First edition. Buck 156. Cowan II, p. 41. DeVoto, Across the Wide Missouri, p. 183: “One of the gaudiest books in our literature and may well be the goriest.... An indispensable witness to the events it deals with.” Dobie, p. 71: “Beckwourth was the champion of all Western liars.” Field 149. Garrett & Goodwin, p. 193. Graff 347: “Beckwourth’s life is a classic of pioneer days in the West.” Hamilton, Early American Book Illustrators and Wood Engravers 1061 & I, p. 180: “Discovered by DeWitt C. Hitchcock working in a pork packing establishment in Cincinnati and making drawings on the tops of barrels, McLenan became one of the most prolific of our early illustrators.... His work will bear comparison with the best of his time.” Howes B601: “Highly colored, but basically authentic, narrative of a noted mountain character.” Plains & Rockies IV:272:1 (calling for 12 plates, including the frontispiece): “Recent scholars seem to take a more charitable view of Beckwourth’s veracity.” Rader 322. Rittenhouse 72. Sabin 4625. Smith, Pacific Northwest Americana 695. Streeter Sale 2101.

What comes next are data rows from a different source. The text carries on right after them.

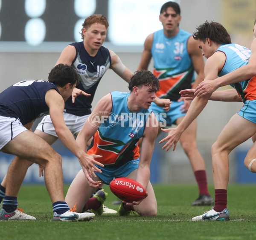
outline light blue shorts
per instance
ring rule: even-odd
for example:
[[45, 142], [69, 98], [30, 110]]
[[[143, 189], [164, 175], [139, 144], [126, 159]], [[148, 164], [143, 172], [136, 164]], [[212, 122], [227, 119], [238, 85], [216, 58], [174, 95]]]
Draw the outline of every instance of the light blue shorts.
[[102, 171], [101, 173], [95, 172], [95, 174], [102, 179], [103, 183], [109, 185], [114, 178], [125, 177], [134, 170], [137, 169], [139, 166], [139, 158], [117, 168], [102, 168], [95, 165]]
[[237, 114], [241, 117], [256, 123], [256, 100], [246, 100]]
[[[181, 105], [183, 104], [183, 101], [173, 101], [170, 105], [170, 109], [167, 113], [163, 110], [163, 107], [157, 106], [153, 102], [151, 104], [150, 108], [159, 121], [160, 126], [164, 127], [166, 126], [171, 126], [173, 124], [175, 124], [176, 120], [186, 115], [186, 113], [182, 113], [180, 110]], [[163, 113], [165, 114], [163, 115]], [[162, 124], [161, 123], [163, 123]], [[165, 126], [164, 125], [165, 124]]]

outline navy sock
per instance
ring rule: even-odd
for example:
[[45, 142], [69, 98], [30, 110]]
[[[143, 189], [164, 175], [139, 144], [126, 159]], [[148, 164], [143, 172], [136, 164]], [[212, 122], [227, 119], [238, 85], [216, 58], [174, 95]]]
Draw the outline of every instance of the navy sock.
[[6, 188], [0, 184], [0, 202], [5, 196]]
[[18, 202], [17, 197], [5, 196], [3, 202], [3, 209], [7, 212], [10, 213], [17, 209]]
[[52, 203], [52, 211], [56, 212], [57, 214], [61, 215], [67, 211], [68, 211], [70, 208], [68, 207], [66, 202], [58, 201]]

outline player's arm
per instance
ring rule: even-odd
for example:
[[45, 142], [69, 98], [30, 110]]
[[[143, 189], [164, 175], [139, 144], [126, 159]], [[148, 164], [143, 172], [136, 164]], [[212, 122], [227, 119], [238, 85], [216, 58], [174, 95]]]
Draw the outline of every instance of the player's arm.
[[157, 120], [154, 113], [151, 113], [147, 119], [144, 128], [136, 179], [145, 189], [149, 180], [149, 165], [157, 135], [158, 126]]
[[197, 74], [197, 77], [192, 88], [195, 88], [204, 78], [204, 62], [202, 52], [196, 41], [191, 36], [188, 40], [187, 51], [192, 61], [193, 67]]
[[[92, 113], [85, 121], [76, 139], [78, 145], [85, 152], [87, 152], [88, 142], [99, 127], [101, 121], [108, 121], [112, 106], [112, 99], [110, 93], [99, 100]], [[99, 121], [100, 119], [101, 121]], [[101, 181], [95, 181], [91, 176], [87, 174], [87, 172], [85, 172], [84, 173], [88, 184], [90, 187], [95, 188], [99, 187], [102, 184]]]
[[[85, 121], [76, 138], [76, 142], [85, 152], [87, 143], [99, 127], [101, 120], [108, 121], [112, 107], [111, 94], [109, 93], [97, 103], [93, 110]], [[100, 120], [101, 121], [99, 121]]]
[[251, 44], [251, 55], [248, 64], [236, 69], [227, 74], [214, 79], [214, 81], [204, 81], [196, 88], [195, 95], [200, 96], [213, 93], [220, 87], [249, 79], [256, 75], [256, 38]]
[[[205, 79], [212, 80], [216, 78], [218, 76], [218, 73], [221, 70], [225, 61], [225, 55], [221, 52], [216, 52], [209, 58], [206, 61], [204, 67]], [[201, 113], [207, 104], [211, 95], [211, 94], [209, 94], [196, 97], [192, 101], [184, 119], [177, 127], [161, 129], [163, 131], [168, 133], [168, 136], [159, 142], [159, 143], [162, 143], [167, 141], [162, 147], [163, 149], [166, 148], [166, 150], [168, 151], [173, 145], [173, 150], [174, 151], [181, 134]]]
[[123, 79], [129, 83], [133, 73], [124, 65], [120, 58], [115, 52], [111, 50], [109, 51], [111, 61], [110, 68]]
[[[195, 91], [195, 89], [184, 89], [180, 91], [179, 93], [182, 97], [185, 98], [185, 100], [191, 101], [196, 97]], [[209, 100], [221, 101], [242, 101], [240, 96], [234, 88], [213, 92]]]
[[154, 33], [150, 34], [144, 42], [144, 49], [141, 55], [141, 59], [140, 62], [137, 68], [137, 70], [147, 70], [148, 65], [150, 63], [150, 60], [152, 58], [151, 54], [151, 48], [153, 43]]
[[[67, 87], [69, 85], [67, 84]], [[64, 100], [61, 96], [55, 89], [50, 89], [45, 95], [45, 101], [49, 107], [51, 119], [55, 131], [61, 141], [77, 157], [83, 170], [96, 176], [94, 171], [101, 171], [94, 165], [94, 164], [103, 165], [94, 160], [99, 157], [99, 155], [89, 155], [84, 152], [76, 142], [74, 136], [65, 124], [63, 118]]]
[[60, 64], [71, 66], [76, 57], [76, 48], [72, 45], [67, 46], [62, 51], [55, 66]]

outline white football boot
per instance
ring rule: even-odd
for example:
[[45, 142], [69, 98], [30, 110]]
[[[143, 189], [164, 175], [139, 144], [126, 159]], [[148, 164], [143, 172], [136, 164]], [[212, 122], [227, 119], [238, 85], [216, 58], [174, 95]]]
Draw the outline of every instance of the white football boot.
[[8, 213], [3, 209], [0, 211], [0, 220], [35, 220], [35, 217], [23, 212], [23, 210], [17, 208], [15, 211]]

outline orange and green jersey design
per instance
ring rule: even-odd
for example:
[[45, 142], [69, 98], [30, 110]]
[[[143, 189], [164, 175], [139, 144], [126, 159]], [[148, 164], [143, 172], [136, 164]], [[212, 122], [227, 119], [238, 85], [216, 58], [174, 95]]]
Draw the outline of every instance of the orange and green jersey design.
[[[108, 119], [102, 122], [95, 133], [88, 154], [102, 155], [97, 161], [105, 167], [118, 167], [137, 159], [137, 142], [143, 136], [144, 127], [151, 110], [142, 109], [136, 113], [127, 107], [128, 93], [111, 93], [112, 109]], [[113, 119], [111, 119], [113, 116]]]
[[154, 60], [153, 74], [160, 82], [161, 89], [156, 94], [160, 98], [177, 101], [179, 92], [191, 88], [194, 69], [187, 50], [191, 35], [180, 29], [176, 36], [168, 38], [163, 29], [155, 32], [151, 48]]
[[[250, 49], [236, 43], [221, 45], [217, 51], [226, 55], [226, 62], [218, 73], [219, 77], [248, 64], [251, 54]], [[230, 85], [236, 90], [244, 103], [256, 100], [256, 76]]]

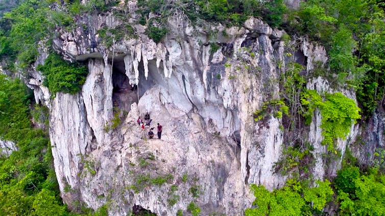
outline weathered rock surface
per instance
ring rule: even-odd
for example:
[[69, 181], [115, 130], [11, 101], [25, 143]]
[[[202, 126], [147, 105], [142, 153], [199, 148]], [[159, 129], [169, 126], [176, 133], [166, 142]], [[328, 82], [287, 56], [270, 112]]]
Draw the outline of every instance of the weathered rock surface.
[[0, 156], [9, 156], [12, 151], [17, 150], [17, 146], [13, 142], [0, 140]]
[[[282, 156], [282, 119], [271, 116], [257, 123], [253, 117], [263, 102], [280, 97], [277, 83], [288, 61], [282, 31], [251, 18], [245, 28], [209, 27], [227, 33], [210, 39], [203, 28], [176, 15], [168, 20], [169, 34], [157, 44], [135, 25], [137, 39], [107, 48], [97, 32], [119, 24], [113, 14], [79, 19], [86, 30], [82, 25], [73, 32], [58, 30], [54, 43], [67, 59], [87, 61], [82, 92], [59, 93], [51, 99], [39, 73], [31, 73], [29, 83], [36, 101], [50, 109], [55, 171], [70, 207], [78, 199], [94, 209], [108, 204], [110, 215], [126, 215], [139, 205], [171, 215], [194, 201], [203, 215], [242, 215], [253, 200], [249, 184], [270, 190], [284, 185], [286, 177], [273, 169]], [[309, 73], [327, 57], [323, 48], [301, 40], [298, 57], [290, 61], [307, 66]], [[210, 53], [212, 43], [220, 47]], [[333, 91], [321, 79], [308, 86]], [[147, 112], [153, 121], [142, 131], [136, 121]], [[322, 159], [326, 149], [317, 112], [303, 132], [315, 147], [314, 176], [323, 179], [335, 174], [340, 161], [328, 165]], [[117, 118], [122, 122], [114, 125]], [[158, 122], [161, 139], [149, 139], [148, 130], [155, 127], [156, 133]], [[339, 141], [343, 154], [358, 132], [352, 126], [351, 139]], [[164, 183], [151, 180], [165, 179]], [[67, 186], [73, 190], [65, 192]], [[177, 200], [172, 205], [173, 198]]]

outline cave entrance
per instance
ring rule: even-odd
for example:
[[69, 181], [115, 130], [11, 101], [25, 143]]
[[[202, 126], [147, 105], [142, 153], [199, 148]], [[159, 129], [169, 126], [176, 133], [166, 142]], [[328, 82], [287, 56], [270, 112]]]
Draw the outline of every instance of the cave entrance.
[[118, 107], [122, 111], [129, 112], [132, 103], [138, 102], [138, 90], [136, 86], [133, 87], [129, 83], [123, 59], [114, 59], [112, 86], [112, 102], [114, 106]]
[[157, 216], [156, 213], [152, 212], [150, 210], [146, 209], [139, 205], [132, 206], [132, 213], [135, 216]]

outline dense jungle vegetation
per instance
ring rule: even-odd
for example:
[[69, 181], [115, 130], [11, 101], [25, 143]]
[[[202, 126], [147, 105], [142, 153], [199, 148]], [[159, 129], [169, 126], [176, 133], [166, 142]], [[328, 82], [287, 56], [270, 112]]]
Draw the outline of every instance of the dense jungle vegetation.
[[[228, 26], [239, 25], [253, 16], [284, 30], [292, 37], [307, 36], [324, 46], [329, 56], [327, 66], [317, 68], [318, 75], [336, 86], [356, 91], [364, 123], [384, 102], [385, 5], [381, 2], [308, 0], [293, 10], [286, 8], [283, 0], [138, 0], [140, 16], [137, 21], [148, 26], [146, 34], [156, 42], [167, 33], [167, 17], [177, 11], [196, 25], [219, 22]], [[36, 60], [39, 46], [50, 47], [52, 33], [57, 28], [77, 26], [73, 18], [77, 14], [111, 11], [123, 21], [127, 21], [126, 8], [111, 10], [117, 4], [116, 1], [104, 0], [90, 0], [85, 5], [79, 0], [0, 0], [0, 60], [6, 66], [3, 70], [26, 74]], [[155, 16], [150, 16], [150, 13]], [[126, 24], [122, 29], [101, 30], [99, 33], [105, 36], [105, 44], [112, 45], [125, 34], [134, 34], [132, 27]], [[54, 96], [59, 91], [76, 93], [87, 74], [80, 64], [68, 63], [55, 54], [51, 54], [38, 69], [46, 75], [44, 85]], [[303, 84], [301, 79], [297, 76], [292, 82]], [[325, 124], [329, 127], [326, 129], [329, 133], [324, 134], [330, 135], [325, 141], [328, 146], [336, 138], [346, 136], [349, 123], [359, 118], [358, 110], [351, 110], [352, 106], [345, 110], [330, 109], [341, 104], [335, 99], [343, 98], [340, 95], [325, 95], [325, 100], [311, 92], [303, 92], [303, 98], [308, 99], [303, 103], [312, 101], [318, 106], [308, 106], [310, 111], [326, 109], [325, 113], [331, 116]], [[47, 131], [34, 128], [31, 122], [32, 119], [46, 121], [46, 111], [33, 105], [32, 100], [31, 92], [21, 80], [0, 76], [0, 139], [12, 141], [18, 148], [9, 156], [0, 156], [0, 215], [75, 215], [63, 205], [59, 196]], [[284, 102], [288, 101], [281, 103]], [[304, 106], [307, 105], [304, 103]], [[343, 105], [350, 103], [347, 100]], [[341, 110], [352, 112], [344, 115]], [[336, 115], [341, 124], [338, 128], [341, 130], [336, 132], [334, 125], [330, 124]], [[298, 166], [309, 151], [288, 149], [288, 157], [282, 164]], [[335, 206], [341, 215], [384, 215], [384, 153], [379, 151], [377, 154], [373, 168], [360, 169], [354, 158], [347, 156], [338, 177], [330, 181], [314, 183], [295, 175], [285, 186], [272, 192], [252, 185], [256, 199], [246, 214], [322, 215], [329, 207]], [[105, 215], [106, 210], [104, 208], [94, 214]], [[92, 213], [86, 208], [83, 211]]]

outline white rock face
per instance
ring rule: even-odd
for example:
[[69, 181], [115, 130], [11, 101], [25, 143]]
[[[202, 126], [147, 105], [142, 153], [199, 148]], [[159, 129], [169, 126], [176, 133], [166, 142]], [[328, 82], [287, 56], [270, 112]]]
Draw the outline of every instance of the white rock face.
[[84, 103], [80, 94], [58, 93], [50, 114], [50, 138], [55, 171], [60, 190], [68, 185], [80, 185], [81, 158], [91, 147], [92, 132], [86, 119]]
[[17, 150], [17, 146], [13, 142], [0, 140], [0, 156], [9, 156], [12, 151]]
[[[282, 119], [268, 115], [256, 122], [253, 117], [263, 102], [279, 98], [283, 31], [251, 18], [245, 28], [208, 27], [228, 35], [210, 39], [203, 28], [194, 29], [176, 15], [167, 21], [170, 35], [157, 44], [142, 34], [142, 26], [135, 26], [137, 39], [90, 49], [98, 29], [119, 24], [110, 14], [94, 18], [86, 23], [91, 33], [61, 30], [54, 40], [66, 58], [88, 61], [89, 73], [81, 93], [59, 93], [51, 100], [38, 73], [30, 80], [36, 101], [44, 100], [50, 109], [55, 171], [70, 207], [79, 199], [94, 209], [108, 203], [111, 215], [126, 215], [135, 204], [171, 215], [178, 209], [186, 213], [194, 201], [202, 215], [242, 215], [254, 199], [249, 184], [270, 190], [284, 185], [286, 177], [273, 169], [283, 151]], [[213, 43], [220, 47], [211, 53]], [[304, 42], [300, 48], [307, 58], [308, 72], [315, 62], [327, 59], [321, 47]], [[125, 81], [113, 77], [127, 78], [127, 83], [117, 86], [114, 84]], [[323, 82], [316, 80], [309, 88], [331, 91]], [[132, 89], [127, 88], [130, 86]], [[122, 107], [114, 109], [112, 101], [122, 86], [123, 92], [137, 94], [138, 102], [128, 102], [130, 111], [116, 114]], [[147, 112], [153, 121], [142, 131], [136, 119]], [[308, 134], [319, 155], [325, 151], [320, 145], [320, 118], [316, 112]], [[161, 139], [148, 139], [153, 127], [157, 137], [157, 123], [163, 126]], [[352, 138], [358, 132], [354, 128]], [[343, 152], [346, 142], [338, 144]], [[335, 173], [339, 163], [326, 167], [317, 157], [315, 176]], [[167, 180], [161, 184], [151, 180], [161, 179], [156, 178]], [[171, 192], [172, 185], [178, 190]], [[66, 186], [73, 191], [64, 192]], [[174, 205], [172, 198], [177, 200]]]

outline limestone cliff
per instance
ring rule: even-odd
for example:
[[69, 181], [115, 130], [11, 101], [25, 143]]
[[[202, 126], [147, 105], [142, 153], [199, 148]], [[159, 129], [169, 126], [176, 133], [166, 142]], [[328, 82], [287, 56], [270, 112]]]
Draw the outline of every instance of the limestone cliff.
[[[128, 4], [134, 11], [134, 3]], [[283, 185], [287, 177], [274, 168], [287, 140], [282, 119], [256, 122], [253, 113], [280, 98], [280, 75], [290, 62], [307, 73], [325, 64], [322, 47], [293, 39], [296, 51], [289, 58], [284, 32], [257, 18], [240, 28], [193, 26], [177, 14], [157, 44], [144, 34], [146, 26], [136, 25], [136, 37], [106, 47], [98, 30], [120, 24], [113, 13], [77, 22], [72, 32], [57, 30], [54, 46], [67, 59], [88, 64], [81, 92], [51, 99], [38, 71], [31, 72], [28, 82], [36, 101], [50, 109], [55, 171], [70, 207], [78, 207], [78, 200], [94, 209], [107, 205], [110, 215], [126, 215], [140, 205], [171, 215], [194, 201], [203, 215], [241, 215], [253, 200], [249, 184], [270, 190]], [[213, 44], [219, 48], [210, 49]], [[40, 56], [36, 64], [46, 53]], [[354, 99], [316, 76], [307, 87]], [[147, 138], [149, 128], [142, 131], [136, 123], [147, 112], [151, 127], [163, 126], [160, 140]], [[117, 119], [121, 123], [114, 125]], [[313, 145], [310, 172], [323, 179], [335, 175], [341, 161], [323, 160], [320, 119], [316, 111], [310, 126], [295, 132]], [[352, 125], [349, 139], [338, 141], [342, 155], [359, 132]]]

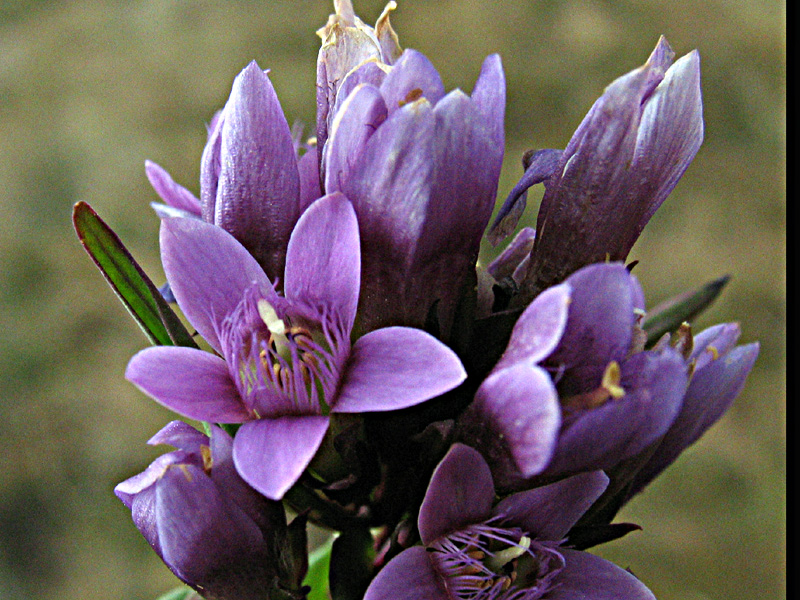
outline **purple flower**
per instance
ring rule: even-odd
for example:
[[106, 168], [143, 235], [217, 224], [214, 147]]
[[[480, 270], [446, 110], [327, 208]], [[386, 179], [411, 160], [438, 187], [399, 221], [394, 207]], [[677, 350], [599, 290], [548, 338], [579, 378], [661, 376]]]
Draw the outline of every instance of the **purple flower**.
[[535, 155], [512, 191], [493, 226], [501, 234], [525, 190], [545, 183], [523, 300], [584, 265], [624, 260], [686, 171], [703, 140], [700, 58], [673, 57], [662, 37], [644, 66], [606, 88], [560, 158]]
[[285, 297], [247, 250], [196, 219], [161, 225], [164, 270], [178, 304], [223, 358], [156, 347], [126, 377], [176, 412], [244, 423], [242, 477], [279, 499], [300, 477], [333, 413], [389, 411], [438, 396], [466, 377], [455, 354], [416, 329], [373, 331], [351, 346], [360, 283], [358, 224], [341, 194], [316, 201], [289, 240]]
[[[677, 418], [652, 448], [634, 477], [628, 498], [672, 464], [687, 447], [716, 423], [744, 387], [758, 356], [759, 345], [736, 346], [736, 323], [715, 325], [695, 336], [687, 359], [691, 378]], [[665, 343], [663, 340], [661, 343]]]
[[114, 488], [145, 539], [204, 598], [265, 598], [282, 575], [285, 515], [237, 475], [230, 436], [173, 421], [148, 443], [177, 450]]
[[420, 507], [423, 546], [389, 561], [364, 600], [652, 600], [627, 571], [561, 546], [607, 483], [602, 472], [584, 473], [493, 507], [489, 467], [456, 444]]
[[433, 307], [447, 339], [494, 207], [502, 65], [489, 56], [471, 95], [445, 94], [424, 55], [406, 50], [387, 64], [383, 50], [371, 47], [373, 60], [347, 62], [346, 72], [336, 66], [342, 79], [318, 123], [318, 131], [326, 128], [319, 139], [324, 189], [343, 192], [358, 216], [364, 330], [421, 327]]
[[232, 234], [274, 279], [302, 211], [321, 195], [315, 149], [298, 158], [266, 71], [251, 62], [234, 80], [225, 108], [209, 127], [200, 200], [157, 164], [145, 171], [167, 206], [162, 217], [196, 216]]
[[503, 489], [534, 475], [608, 469], [666, 433], [687, 368], [641, 351], [642, 290], [622, 264], [584, 267], [540, 294], [460, 422]]

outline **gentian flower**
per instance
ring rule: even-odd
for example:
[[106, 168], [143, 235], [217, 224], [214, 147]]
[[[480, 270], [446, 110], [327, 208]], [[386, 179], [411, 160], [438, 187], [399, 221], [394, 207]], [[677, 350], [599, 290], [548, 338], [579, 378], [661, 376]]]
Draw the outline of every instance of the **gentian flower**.
[[[319, 139], [324, 189], [344, 193], [358, 216], [364, 330], [422, 327], [435, 308], [447, 339], [494, 207], [504, 144], [502, 65], [489, 56], [471, 95], [445, 94], [421, 53], [405, 50], [385, 63], [386, 53], [371, 47], [372, 58], [342, 75], [335, 99], [327, 100], [327, 120], [318, 122], [318, 132], [327, 132]], [[335, 56], [350, 56], [347, 48]], [[333, 68], [332, 54], [320, 55], [321, 71]], [[337, 72], [344, 71], [340, 62]]]
[[584, 267], [536, 298], [461, 417], [503, 489], [608, 469], [664, 435], [686, 390], [669, 344], [642, 351], [642, 290], [624, 265]]
[[278, 556], [288, 549], [285, 514], [236, 473], [231, 437], [173, 421], [148, 443], [177, 450], [114, 488], [145, 539], [204, 598], [265, 598], [290, 563]]
[[671, 64], [673, 57], [662, 37], [644, 66], [606, 88], [560, 157], [534, 155], [512, 190], [495, 241], [516, 224], [525, 190], [545, 183], [523, 302], [580, 267], [624, 260], [697, 154], [700, 58], [693, 51]]
[[341, 194], [317, 200], [289, 240], [279, 296], [247, 250], [197, 219], [161, 225], [164, 270], [179, 306], [224, 358], [155, 347], [126, 377], [176, 412], [244, 423], [241, 476], [280, 499], [320, 447], [333, 413], [388, 411], [438, 396], [466, 377], [423, 331], [389, 327], [351, 346], [360, 283], [358, 224]]
[[389, 561], [364, 600], [652, 600], [627, 571], [561, 545], [607, 483], [584, 473], [492, 506], [489, 467], [456, 444], [420, 507], [423, 545]]
[[740, 333], [736, 323], [725, 323], [694, 337], [687, 359], [691, 378], [681, 410], [666, 434], [648, 449], [650, 456], [633, 478], [628, 498], [639, 493], [681, 452], [700, 439], [742, 391], [758, 356], [759, 345], [736, 346]]
[[292, 228], [321, 196], [316, 151], [298, 152], [269, 76], [254, 61], [236, 77], [209, 126], [200, 199], [157, 164], [147, 161], [145, 171], [166, 202], [155, 205], [160, 216], [201, 217], [222, 227], [275, 279], [283, 273]]

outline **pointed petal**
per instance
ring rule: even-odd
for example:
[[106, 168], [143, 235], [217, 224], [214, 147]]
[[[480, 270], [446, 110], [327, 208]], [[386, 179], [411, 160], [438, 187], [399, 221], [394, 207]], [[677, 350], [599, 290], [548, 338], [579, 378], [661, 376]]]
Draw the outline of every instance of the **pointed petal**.
[[364, 600], [450, 600], [450, 595], [428, 552], [422, 546], [414, 546], [381, 569], [369, 584]]
[[681, 452], [716, 423], [744, 387], [758, 356], [758, 344], [734, 348], [708, 366], [695, 371], [681, 412], [647, 464], [636, 474], [630, 495], [641, 491]]
[[367, 140], [383, 121], [387, 111], [378, 88], [359, 85], [342, 104], [333, 119], [325, 148], [325, 191], [341, 191]]
[[287, 300], [330, 315], [349, 332], [361, 285], [358, 221], [340, 193], [312, 204], [297, 222], [286, 251]]
[[535, 365], [547, 358], [567, 327], [572, 289], [564, 283], [545, 290], [520, 315], [497, 369], [518, 363]]
[[433, 336], [386, 327], [353, 345], [334, 412], [397, 410], [435, 398], [467, 377], [456, 354]]
[[178, 185], [163, 168], [153, 161], [144, 161], [144, 172], [161, 199], [173, 208], [200, 216], [200, 201], [189, 190]]
[[422, 543], [489, 518], [494, 483], [489, 466], [477, 450], [453, 444], [431, 477], [419, 508]]
[[[419, 90], [415, 93], [416, 90]], [[444, 84], [428, 58], [416, 50], [406, 50], [381, 84], [381, 93], [389, 113], [405, 105], [410, 98], [426, 98], [436, 104], [444, 96]]]
[[190, 419], [243, 423], [250, 418], [225, 361], [203, 350], [147, 348], [131, 359], [125, 377], [159, 404]]
[[667, 432], [686, 390], [683, 358], [672, 348], [640, 352], [622, 364], [625, 395], [565, 419], [549, 475], [609, 469]]
[[602, 471], [581, 473], [556, 483], [512, 494], [492, 511], [539, 540], [561, 541], [608, 486]]
[[522, 178], [503, 202], [489, 230], [489, 241], [493, 246], [507, 238], [517, 226], [528, 199], [528, 188], [548, 180], [558, 168], [561, 150], [538, 150], [531, 157]]
[[197, 219], [161, 222], [161, 261], [183, 314], [217, 351], [219, 327], [245, 291], [253, 284], [272, 288], [244, 246], [224, 229]]
[[245, 423], [233, 440], [233, 461], [247, 483], [280, 500], [316, 454], [328, 417], [298, 416]]
[[484, 380], [462, 420], [462, 439], [487, 457], [498, 487], [547, 465], [561, 425], [558, 393], [546, 371], [517, 364]]
[[576, 271], [567, 327], [547, 364], [567, 368], [562, 395], [588, 392], [600, 385], [608, 364], [621, 362], [631, 346], [634, 309], [641, 288], [622, 263], [590, 265]]
[[548, 600], [656, 600], [636, 577], [599, 556], [577, 550], [559, 550], [566, 566], [555, 579]]
[[292, 134], [269, 76], [251, 62], [236, 77], [222, 124], [214, 223], [230, 232], [272, 279], [283, 274], [299, 212]]
[[[647, 99], [639, 126], [634, 163], [651, 175], [649, 199], [638, 234], [672, 192], [703, 143], [703, 100], [700, 91], [700, 55], [697, 50], [675, 61]], [[636, 241], [629, 241], [630, 246]]]

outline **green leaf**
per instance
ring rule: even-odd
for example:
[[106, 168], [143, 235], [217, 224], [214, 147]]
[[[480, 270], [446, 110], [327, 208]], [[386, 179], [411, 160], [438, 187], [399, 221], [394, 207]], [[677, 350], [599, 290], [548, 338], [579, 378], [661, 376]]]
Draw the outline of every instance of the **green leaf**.
[[303, 580], [303, 585], [311, 588], [308, 600], [330, 600], [331, 595], [328, 591], [328, 573], [331, 564], [331, 549], [333, 548], [333, 536], [319, 548], [314, 550], [308, 557], [308, 573]]
[[150, 341], [197, 348], [161, 292], [92, 207], [78, 202], [72, 222], [86, 252]]
[[191, 588], [181, 586], [174, 590], [167, 592], [163, 596], [159, 596], [157, 600], [202, 600]]
[[730, 281], [730, 275], [724, 275], [704, 286], [684, 292], [647, 313], [642, 329], [647, 333], [647, 346], [655, 344], [665, 333], [675, 331], [684, 321], [691, 321], [709, 306]]

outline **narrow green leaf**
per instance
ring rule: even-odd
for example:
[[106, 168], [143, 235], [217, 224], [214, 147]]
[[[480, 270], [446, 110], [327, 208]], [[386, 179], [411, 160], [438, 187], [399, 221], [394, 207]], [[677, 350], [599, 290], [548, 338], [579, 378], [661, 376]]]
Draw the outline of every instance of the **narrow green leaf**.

“Beckwourth’s life is classic reading on the early West, but his patent exaggerations cast doubt on his stories” (Streeter). “Mulatto of Va., who became in the great West a famous hunter, guide, Indian-fighter, chief of the Crows, and horse-thief. No resume can do justice to his adventures, nor can the slightest faith be put in his statements” (Bancroft, Pioneer Register). “Now research indicates that Beckwourth’s basic narrative is true.... The narrative also records the way in which a black man succeeded in the dangerous and demanding life of the Far West between 1825 and 1865” (Lamar, Reader’s Encyclopedia of the American West). Among the more gruesome and disturbing incidents in this man’s life is his calm, illustrated recounting of how he “killed” his Native American wife who displeased him by participating in a dance (pp. 114-121). Amazingly, the chief, Beckwourth’s father-in-law, concurs and gives him a second, even better-looking daughter to replace the one he clubbed.